Yeah. I think you covered it.

Ash Verma (Analyst)

Thank you.

Jeffrey Dayno (President and CEO)

Okay.

Adam Zaeske (Chief Commercial Officer)

Yeah. And then, thanks, Ash, for the question around achieving $1 billion in revenue. Obviously, it's a little bit premature to provide guidance for 2026 specifically, but we're seeing very strong momentum, as you saw in Q3 and in Q2. We'd expect that momentum to continue in Q4 and well into 2026. And we're confident we will achieve $1 billion in revenue well before LOE. So, confidence remains high.
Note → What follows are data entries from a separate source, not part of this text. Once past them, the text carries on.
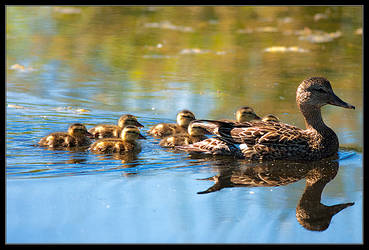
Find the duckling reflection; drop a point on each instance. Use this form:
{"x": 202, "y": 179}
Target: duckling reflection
{"x": 129, "y": 162}
{"x": 310, "y": 212}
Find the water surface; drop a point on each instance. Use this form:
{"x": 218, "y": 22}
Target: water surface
{"x": 93, "y": 64}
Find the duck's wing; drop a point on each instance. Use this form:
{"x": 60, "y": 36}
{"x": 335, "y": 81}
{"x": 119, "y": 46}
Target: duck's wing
{"x": 213, "y": 146}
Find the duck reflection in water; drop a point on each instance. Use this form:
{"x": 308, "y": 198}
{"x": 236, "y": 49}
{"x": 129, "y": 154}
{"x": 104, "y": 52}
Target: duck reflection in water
{"x": 310, "y": 212}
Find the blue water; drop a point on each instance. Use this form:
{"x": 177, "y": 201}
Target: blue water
{"x": 91, "y": 65}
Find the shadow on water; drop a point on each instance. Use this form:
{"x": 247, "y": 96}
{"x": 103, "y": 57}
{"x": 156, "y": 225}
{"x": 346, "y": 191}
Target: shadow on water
{"x": 310, "y": 212}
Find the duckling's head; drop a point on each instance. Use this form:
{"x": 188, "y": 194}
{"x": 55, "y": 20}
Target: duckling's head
{"x": 131, "y": 133}
{"x": 184, "y": 118}
{"x": 246, "y": 114}
{"x": 315, "y": 92}
{"x": 270, "y": 117}
{"x": 78, "y": 130}
{"x": 195, "y": 129}
{"x": 127, "y": 119}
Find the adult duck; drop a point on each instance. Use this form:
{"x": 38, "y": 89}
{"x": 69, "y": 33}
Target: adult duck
{"x": 270, "y": 140}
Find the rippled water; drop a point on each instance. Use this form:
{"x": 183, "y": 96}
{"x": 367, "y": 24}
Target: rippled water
{"x": 93, "y": 64}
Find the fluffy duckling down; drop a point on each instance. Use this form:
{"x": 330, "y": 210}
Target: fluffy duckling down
{"x": 77, "y": 135}
{"x": 126, "y": 142}
{"x": 113, "y": 131}
{"x": 162, "y": 130}
{"x": 195, "y": 134}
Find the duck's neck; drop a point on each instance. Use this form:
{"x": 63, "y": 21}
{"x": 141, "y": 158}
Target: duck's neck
{"x": 323, "y": 136}
{"x": 313, "y": 120}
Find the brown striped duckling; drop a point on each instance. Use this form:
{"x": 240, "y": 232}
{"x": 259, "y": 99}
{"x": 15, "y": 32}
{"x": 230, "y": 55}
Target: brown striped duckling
{"x": 195, "y": 134}
{"x": 162, "y": 130}
{"x": 244, "y": 114}
{"x": 260, "y": 140}
{"x": 126, "y": 142}
{"x": 77, "y": 135}
{"x": 270, "y": 118}
{"x": 113, "y": 131}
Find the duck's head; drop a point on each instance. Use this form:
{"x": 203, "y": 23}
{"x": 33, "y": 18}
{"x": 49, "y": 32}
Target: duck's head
{"x": 127, "y": 119}
{"x": 316, "y": 92}
{"x": 131, "y": 133}
{"x": 246, "y": 114}
{"x": 195, "y": 130}
{"x": 78, "y": 130}
{"x": 269, "y": 118}
{"x": 184, "y": 118}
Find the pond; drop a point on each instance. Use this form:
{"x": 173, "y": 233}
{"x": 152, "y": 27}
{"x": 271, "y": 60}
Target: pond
{"x": 92, "y": 64}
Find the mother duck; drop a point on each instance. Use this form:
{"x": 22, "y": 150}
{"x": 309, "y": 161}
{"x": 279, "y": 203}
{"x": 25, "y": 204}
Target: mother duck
{"x": 270, "y": 140}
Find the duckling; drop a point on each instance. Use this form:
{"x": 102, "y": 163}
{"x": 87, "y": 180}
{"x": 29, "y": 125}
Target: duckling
{"x": 271, "y": 118}
{"x": 126, "y": 142}
{"x": 244, "y": 114}
{"x": 113, "y": 131}
{"x": 162, "y": 130}
{"x": 77, "y": 135}
{"x": 195, "y": 134}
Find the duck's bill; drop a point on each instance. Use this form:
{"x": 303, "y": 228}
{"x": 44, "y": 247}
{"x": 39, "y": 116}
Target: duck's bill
{"x": 140, "y": 136}
{"x": 338, "y": 102}
{"x": 139, "y": 125}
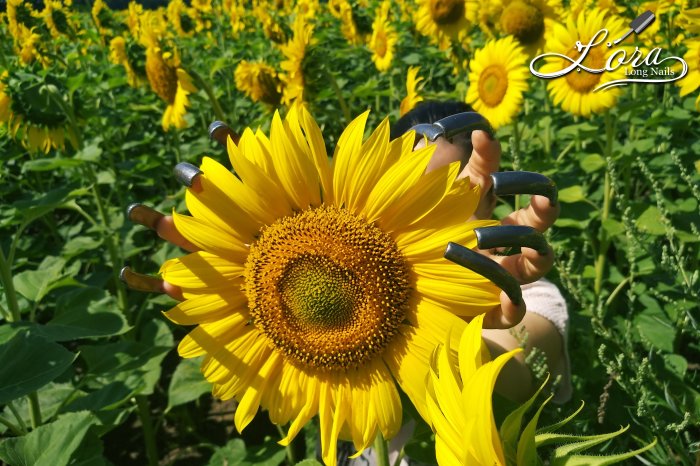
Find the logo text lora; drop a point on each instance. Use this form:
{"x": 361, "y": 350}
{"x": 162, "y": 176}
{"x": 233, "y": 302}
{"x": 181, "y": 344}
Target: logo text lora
{"x": 649, "y": 66}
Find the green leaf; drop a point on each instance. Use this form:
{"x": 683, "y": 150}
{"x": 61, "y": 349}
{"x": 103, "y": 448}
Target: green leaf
{"x": 651, "y": 222}
{"x": 572, "y": 194}
{"x": 49, "y": 445}
{"x": 187, "y": 383}
{"x": 30, "y": 361}
{"x": 592, "y": 163}
{"x": 85, "y": 312}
Jeffrey Dayno (President and CEO)

Thanks, Adam. Thanks, Ash.

Operator (participant)

Thank you. And we will take our next question from David Hoang with Deutsche Bank. Please go ahead.

David Hoang (Director and Senior Biotechnology Analyst)

Hi there. Thanks for taking the question. So I want to ask on eligible patients for WAKIX or sorry, pitolisant HD and GR. I think for HD, you mentioned new, previous, and switch patients, I think, are all on the table. Just wondering what, in your mind, defines a good switch patient for going from WAKIX to HD, and then would switching be an option for GR patients? Thanks.

Adam Zaeske (Chief Commercial Officer)

Thanks for the question. So I guess the switch patients, obviously, that's going to be determined by the healthcare provider, but we know that 75% of patients with narcolepsy continue to struggle with residual symptoms. And so if we're able to offer the HD product with an improved efficacy profile, but the same safety and tolerability profile that they're very familiar with on WAKIX, we would expect HCPs to consider their patients that potentially could benefit from a boost in efficacy and feel confident that they won't be introducing any new safety or tolerability issues. And also, any patients that present with fatigue, and as I mentioned before, we know that 60% of patients with narcolepsy do present with fatigue. Those would be prime candidates for the HD as well. And then for the GR, yes, I mean, a switch would be an option, certainly, for the healthcare provider.

In terms of our strategy, we'll be focused on new patients and previous patients, as I mentioned before.

Operator (participant)

Thank you.

David Hoang (Director and Senior Biotechnology Analyst)

Thank you.

Operator (participant)

I'm showing no further questions. I would now like to turn the call back for any closing remarks.

Jeffrey Dayno (President and CEO)

Thanks, operator. On behalf of the Harmony team, I want to thank everyone for joining our call today and for your interest in Harmony Biosciences. Have a great rest of your day. Thank you.

Operator (participant)

This does conclude today's Harmony Biosciences Third Quarter 2025 Financial Results Conference call. You may now disconnect your line and have a wonderful day.